Mehr Thomase als Frauen im Chefsessel

Früher war es doch einfacher. Es gab einfach keine Frauen in Führungspositionen. Als junge Frauen an der Uni und später im Beruf konnten wir deshalb noch träumen und uns Ziele setzen. „Die Zukunft ist weiblich!“ sagte mir mein Vater zum Vordiplom. Damit zitierte er Margarete Mitscherlich, die den Titel 1987 veröffentlichte. Und da ist etwas dran. Ende der 80er gehörte ich zu den 32% weiblichen Studenten. Meine älteste Tochter studiert heute in Amsterdam und gehört damit zu den 55% aller Studierenden. Karriere machte ich bei Arthur D. Little und gehörte zu den weniger als 5 % Frauen unter den Beratern. Heute liegt die Quote in führenden Managementberatungen bei rund 20%.

Und was tut sich auf der Vorstandsebene?

Im gleichen Jahr übrigens, 1987 prägte Ann Morrison den Begriff „Gläserne Decke“ und sprach damit von den unsichtbaren Prozessen und Faktoren, die Frauen vom Zugang zu Führungspositionen abhalten. Wenn man sich Deutschland ansieht, muss ich sagen: Tochter, schnell weiterträumen! Wir sind noch sehr weit entfernt von einer weiblichen Zukunft. In 2017 bestehen deutsche Vorstände börsennotierter Unternehmen zu 93 Prozent aus Männern. Unter ihnen sind 49 Thomasse oder Michaels. Die Allbright Stiftung spricht vom ewigen Thomas-Kreislauf. Es gibt nur 46 weibliche Vorstandsmitglieder.

Träumen aus Verzweiflung? Nein, es geht in die richtige Richtung, aber es ist noch ein Weg zu gehen. Setzt Euch nicht unter Druck, behaltet Euren eigenen Stil! Sheryl Sandberg rät uns, sich einzubringen (lean in), andere raten dazu, sich zurücklehnen (lean back), und meinen, Kraft und Vertrauen aus sich selbst zu schöpfen.  Die Rezepte der erfolgreichen Frauen sind vielfältig und vielversprechend. Es gibt nicht nur einen Weg!

Jenseits der reinen Zahlen sind die Ursachen genauer zu untersuchen und allen bewusst zu machen. Gleichberechtigung heisst, dass Frauen und Männer sich gleichermaßen frei entscheiden können für das Studium, für die Karriere und für die Familie. Voraussetzung dafür ist, dass wir die Optionen kennen und sie bewusst abwägen und anschließend entscheiden unter Berücksichtigung der eigenen Fähigkeiten und Motivation. Unsere soziale Prägung werden wir nicht ignorieren können, wir sollten sie kennen und bewusst einsetzen. Männer müssen nicht weiblicher werden.

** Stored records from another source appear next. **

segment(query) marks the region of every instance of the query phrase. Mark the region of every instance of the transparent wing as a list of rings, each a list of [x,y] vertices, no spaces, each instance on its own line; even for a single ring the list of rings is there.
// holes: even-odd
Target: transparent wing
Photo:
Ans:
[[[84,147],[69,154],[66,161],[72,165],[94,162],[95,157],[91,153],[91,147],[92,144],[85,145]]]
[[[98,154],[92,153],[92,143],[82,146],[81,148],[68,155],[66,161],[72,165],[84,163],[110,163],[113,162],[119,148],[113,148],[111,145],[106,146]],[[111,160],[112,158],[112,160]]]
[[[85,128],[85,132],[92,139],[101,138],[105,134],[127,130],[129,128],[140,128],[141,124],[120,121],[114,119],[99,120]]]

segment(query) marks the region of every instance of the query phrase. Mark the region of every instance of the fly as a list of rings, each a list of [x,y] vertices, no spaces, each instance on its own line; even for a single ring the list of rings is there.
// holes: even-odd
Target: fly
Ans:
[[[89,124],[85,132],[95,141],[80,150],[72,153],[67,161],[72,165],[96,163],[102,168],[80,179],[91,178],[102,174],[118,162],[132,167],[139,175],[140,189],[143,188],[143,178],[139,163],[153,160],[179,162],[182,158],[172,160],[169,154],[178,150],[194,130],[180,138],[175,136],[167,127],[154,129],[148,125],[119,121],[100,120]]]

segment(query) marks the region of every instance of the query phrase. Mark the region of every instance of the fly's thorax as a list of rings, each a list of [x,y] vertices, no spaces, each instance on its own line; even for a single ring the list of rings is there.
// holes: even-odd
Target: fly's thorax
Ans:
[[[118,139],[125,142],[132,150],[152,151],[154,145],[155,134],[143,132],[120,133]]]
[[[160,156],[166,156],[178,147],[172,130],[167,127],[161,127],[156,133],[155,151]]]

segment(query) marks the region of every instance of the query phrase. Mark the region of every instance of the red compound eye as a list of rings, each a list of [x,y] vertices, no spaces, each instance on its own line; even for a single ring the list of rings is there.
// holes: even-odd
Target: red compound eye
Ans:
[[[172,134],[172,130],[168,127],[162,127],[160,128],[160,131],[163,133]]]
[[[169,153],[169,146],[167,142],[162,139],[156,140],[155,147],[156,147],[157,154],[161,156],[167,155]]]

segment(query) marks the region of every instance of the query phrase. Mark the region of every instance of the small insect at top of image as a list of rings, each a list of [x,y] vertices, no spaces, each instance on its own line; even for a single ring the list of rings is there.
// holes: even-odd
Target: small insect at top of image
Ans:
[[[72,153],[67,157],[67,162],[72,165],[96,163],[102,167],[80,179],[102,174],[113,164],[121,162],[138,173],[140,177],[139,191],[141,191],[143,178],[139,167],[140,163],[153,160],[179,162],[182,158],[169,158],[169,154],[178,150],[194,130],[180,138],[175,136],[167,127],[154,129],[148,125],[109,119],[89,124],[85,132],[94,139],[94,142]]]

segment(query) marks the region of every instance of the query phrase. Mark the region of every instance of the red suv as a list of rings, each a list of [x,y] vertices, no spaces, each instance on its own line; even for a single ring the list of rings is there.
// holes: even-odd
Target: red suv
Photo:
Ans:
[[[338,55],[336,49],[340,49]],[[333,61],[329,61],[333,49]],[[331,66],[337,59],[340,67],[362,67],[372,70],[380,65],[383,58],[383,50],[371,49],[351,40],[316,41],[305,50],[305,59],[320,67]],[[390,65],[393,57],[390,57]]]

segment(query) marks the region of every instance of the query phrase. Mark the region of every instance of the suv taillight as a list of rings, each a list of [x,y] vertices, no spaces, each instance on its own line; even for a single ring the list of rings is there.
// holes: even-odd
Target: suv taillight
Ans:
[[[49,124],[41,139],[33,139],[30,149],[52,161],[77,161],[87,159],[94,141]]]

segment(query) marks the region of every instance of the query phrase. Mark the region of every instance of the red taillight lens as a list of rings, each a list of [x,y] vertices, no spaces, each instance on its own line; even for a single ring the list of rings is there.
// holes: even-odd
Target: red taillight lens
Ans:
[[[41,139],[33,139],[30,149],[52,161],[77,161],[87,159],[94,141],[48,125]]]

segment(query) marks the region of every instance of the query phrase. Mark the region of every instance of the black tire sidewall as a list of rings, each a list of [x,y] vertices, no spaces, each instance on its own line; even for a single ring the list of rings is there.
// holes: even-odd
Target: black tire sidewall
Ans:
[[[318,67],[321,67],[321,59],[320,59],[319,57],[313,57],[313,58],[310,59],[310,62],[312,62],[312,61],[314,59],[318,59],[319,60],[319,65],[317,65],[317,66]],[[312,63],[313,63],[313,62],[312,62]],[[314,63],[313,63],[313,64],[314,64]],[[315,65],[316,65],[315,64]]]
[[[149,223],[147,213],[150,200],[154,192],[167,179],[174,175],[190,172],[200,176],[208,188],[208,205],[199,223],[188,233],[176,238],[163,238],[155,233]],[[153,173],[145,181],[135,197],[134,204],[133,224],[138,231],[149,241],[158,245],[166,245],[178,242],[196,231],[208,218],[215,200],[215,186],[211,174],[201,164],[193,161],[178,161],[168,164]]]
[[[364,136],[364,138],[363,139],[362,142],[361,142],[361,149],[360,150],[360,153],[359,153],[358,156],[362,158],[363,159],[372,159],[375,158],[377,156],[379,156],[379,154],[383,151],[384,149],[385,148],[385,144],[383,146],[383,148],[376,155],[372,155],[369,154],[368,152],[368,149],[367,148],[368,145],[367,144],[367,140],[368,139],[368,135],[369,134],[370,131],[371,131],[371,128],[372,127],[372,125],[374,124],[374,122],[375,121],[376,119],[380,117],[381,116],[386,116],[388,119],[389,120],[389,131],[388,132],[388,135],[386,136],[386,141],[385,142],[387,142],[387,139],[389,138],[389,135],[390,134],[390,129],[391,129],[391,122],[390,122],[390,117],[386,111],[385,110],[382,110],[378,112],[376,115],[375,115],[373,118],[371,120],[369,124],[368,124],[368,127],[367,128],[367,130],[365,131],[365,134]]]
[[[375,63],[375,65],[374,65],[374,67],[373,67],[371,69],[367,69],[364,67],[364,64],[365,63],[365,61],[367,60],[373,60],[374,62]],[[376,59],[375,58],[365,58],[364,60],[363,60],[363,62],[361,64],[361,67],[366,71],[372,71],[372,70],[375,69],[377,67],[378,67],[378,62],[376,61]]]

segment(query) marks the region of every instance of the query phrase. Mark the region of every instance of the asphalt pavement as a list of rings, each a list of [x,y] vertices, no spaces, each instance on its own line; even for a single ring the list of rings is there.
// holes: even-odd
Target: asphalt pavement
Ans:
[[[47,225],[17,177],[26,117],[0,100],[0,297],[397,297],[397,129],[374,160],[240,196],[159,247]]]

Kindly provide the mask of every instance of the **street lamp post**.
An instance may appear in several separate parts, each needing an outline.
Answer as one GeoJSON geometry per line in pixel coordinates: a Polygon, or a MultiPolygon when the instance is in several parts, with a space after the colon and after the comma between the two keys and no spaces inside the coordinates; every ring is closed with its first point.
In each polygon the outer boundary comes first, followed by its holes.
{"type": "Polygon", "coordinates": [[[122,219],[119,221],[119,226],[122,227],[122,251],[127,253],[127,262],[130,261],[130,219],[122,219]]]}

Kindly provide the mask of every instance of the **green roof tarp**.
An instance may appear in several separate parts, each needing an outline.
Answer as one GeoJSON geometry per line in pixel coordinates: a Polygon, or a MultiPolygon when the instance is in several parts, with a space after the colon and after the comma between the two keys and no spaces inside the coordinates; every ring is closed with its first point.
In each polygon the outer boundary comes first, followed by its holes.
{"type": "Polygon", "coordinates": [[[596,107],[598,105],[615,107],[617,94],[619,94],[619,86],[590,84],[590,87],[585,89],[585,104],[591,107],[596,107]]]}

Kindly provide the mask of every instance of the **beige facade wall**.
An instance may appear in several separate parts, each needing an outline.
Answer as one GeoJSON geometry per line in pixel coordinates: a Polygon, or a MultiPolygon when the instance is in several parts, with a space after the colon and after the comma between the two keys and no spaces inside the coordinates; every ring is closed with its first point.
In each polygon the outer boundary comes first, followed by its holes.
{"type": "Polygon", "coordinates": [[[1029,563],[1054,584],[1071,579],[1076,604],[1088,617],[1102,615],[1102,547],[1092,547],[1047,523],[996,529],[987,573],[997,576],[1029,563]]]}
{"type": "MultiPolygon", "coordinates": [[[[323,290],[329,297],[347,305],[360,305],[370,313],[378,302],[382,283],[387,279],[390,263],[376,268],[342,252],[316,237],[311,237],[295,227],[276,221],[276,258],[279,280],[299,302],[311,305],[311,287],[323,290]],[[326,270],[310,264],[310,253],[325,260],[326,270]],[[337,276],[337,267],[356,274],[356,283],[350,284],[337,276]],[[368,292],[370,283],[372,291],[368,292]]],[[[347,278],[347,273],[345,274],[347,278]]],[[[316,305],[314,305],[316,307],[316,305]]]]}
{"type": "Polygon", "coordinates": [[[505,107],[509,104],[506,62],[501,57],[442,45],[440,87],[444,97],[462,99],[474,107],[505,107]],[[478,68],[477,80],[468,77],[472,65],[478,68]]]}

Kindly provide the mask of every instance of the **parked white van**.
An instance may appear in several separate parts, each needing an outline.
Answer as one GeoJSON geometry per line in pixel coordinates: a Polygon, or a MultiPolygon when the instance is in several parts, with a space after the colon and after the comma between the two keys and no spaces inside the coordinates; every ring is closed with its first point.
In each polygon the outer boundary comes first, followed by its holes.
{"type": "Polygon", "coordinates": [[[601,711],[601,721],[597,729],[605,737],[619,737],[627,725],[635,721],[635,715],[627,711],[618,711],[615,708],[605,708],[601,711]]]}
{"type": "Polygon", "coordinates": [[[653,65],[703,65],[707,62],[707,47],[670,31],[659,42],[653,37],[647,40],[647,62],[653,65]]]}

Frauen nicht männlicher. Wir sollten uns ergänzen und die Kompetenzen und Motivation des Anderen respektieren und fördern.

In 2017 untersuchte ich das Entscheidungsverhalten von Frauen in Führungspositionen. Stereotypisch sind Frauen entscheidungsschwach. Angeblich treffen Frauen keine Entscheidungen unter Unsicherheit. Unsinn! Meine Studienergebnisse ergeben ein komplett anderes Bild:

Die befragten Frauen haben zu 84% ihre Lebensentscheidungen getroffen, obwohl sie mit Zweifeln und Ängsten verbunden waren. In 71% der Fälle war die Unsicherheit sehr hoch: Die Frauen wussten nicht, was das Neue mit sich bringt bzw. hatten es sich anders vorgestellt.

Und wie beschreiben die Frauen ihren Entscheidungsprozess? 68% haben bewusst gehandelt, 61% haben die Optionen objektiv bewertet und mit der Umgebung – Partner, Mentor, Freunde – diskutiert.  Nur 11% sind ihrem Bauchgefühl nachgegangen.  Und nur 16 % mussten sich die alte Situation erst schlecht reden, um sich dagegen entscheiden zu können.
Die gute Nachricht zum Schluss: 87% der Frauen erleben positive Überraschungen in einer neuen Lebenssituation!

Über die Nachricht von der ersten schwangeren Regierungschefin freue ich mich. Auch Jacinda Ardern geht ihren besonderen Weg und hat ihren eigenen Stil. Neuseelands Premierministerin löst einen Boom aus, der bedürftigen Kindern zugute kommt. Durch Stricken!